While in Newark Monsieur de Talleyrand most likely prosecuted those studies of American institutions and commerce which resulted in his widely read essay, “Une Memoire sur les Relations Commerciales des Etats Unis Vers, 1797,” published in France when be was one of the shining lights of Madame de Stael’s famous salon. It is said he invested some of his meager wealth in a commercial enterprise when in America, by taking shares in a trading vessel’s cargo going to the West Indies. It is to be hoped that the vessel was not the “Black Prince,” fitted out by a Mr. Camp, a merchant of Newark, which sailed away about this time with so many Jersey fortunes to be swallowed up by the treacherous sea.

Before Monsieur de Talleyrand bade good-by to Jersey’s garden-spot, it is traditionally asserted that the picturesque dreamer and explorer Francois Auguste, Viscount de Chateaubriand, came over from Philadelphia to see him, but it seems doubtful that a man of Talleyrand’s crafty nature, of whom Napoleon once said that “he treated his enemies as if they were one day to become his friends, and his friends as if they were to become his enemies,” could have been pleasing enough to the young and poetical Chateaubriand, to draw him from the fascinating Quaker City.

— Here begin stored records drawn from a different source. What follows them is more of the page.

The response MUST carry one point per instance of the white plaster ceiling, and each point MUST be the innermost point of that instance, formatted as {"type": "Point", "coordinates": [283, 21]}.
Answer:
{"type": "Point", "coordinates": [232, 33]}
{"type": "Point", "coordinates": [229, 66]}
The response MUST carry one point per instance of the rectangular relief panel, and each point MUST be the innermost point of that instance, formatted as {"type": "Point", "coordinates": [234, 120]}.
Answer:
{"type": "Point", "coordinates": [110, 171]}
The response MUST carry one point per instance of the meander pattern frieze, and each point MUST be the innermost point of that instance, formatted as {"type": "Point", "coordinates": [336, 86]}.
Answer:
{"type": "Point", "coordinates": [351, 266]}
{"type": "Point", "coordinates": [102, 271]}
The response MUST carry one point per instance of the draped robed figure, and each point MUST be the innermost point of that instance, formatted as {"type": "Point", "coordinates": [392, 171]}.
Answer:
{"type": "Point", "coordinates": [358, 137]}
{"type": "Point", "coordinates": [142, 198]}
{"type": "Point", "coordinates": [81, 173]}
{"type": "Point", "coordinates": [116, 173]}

It is said that Monsieur de Talleyrand taught a French school during his stay in Newark; but this does not seem to agree with the fact that he and his friends at the Frenchmen’s Place kept a stable of horses, and, according to a Newark Frenchman known to the last generation, that Talleyrand wore a diamond in his shirt-front as large as a pea. At any rate, he was a fascinating figure in the city’s early history, when Broad Street was truly the garden-spot of New Jersey.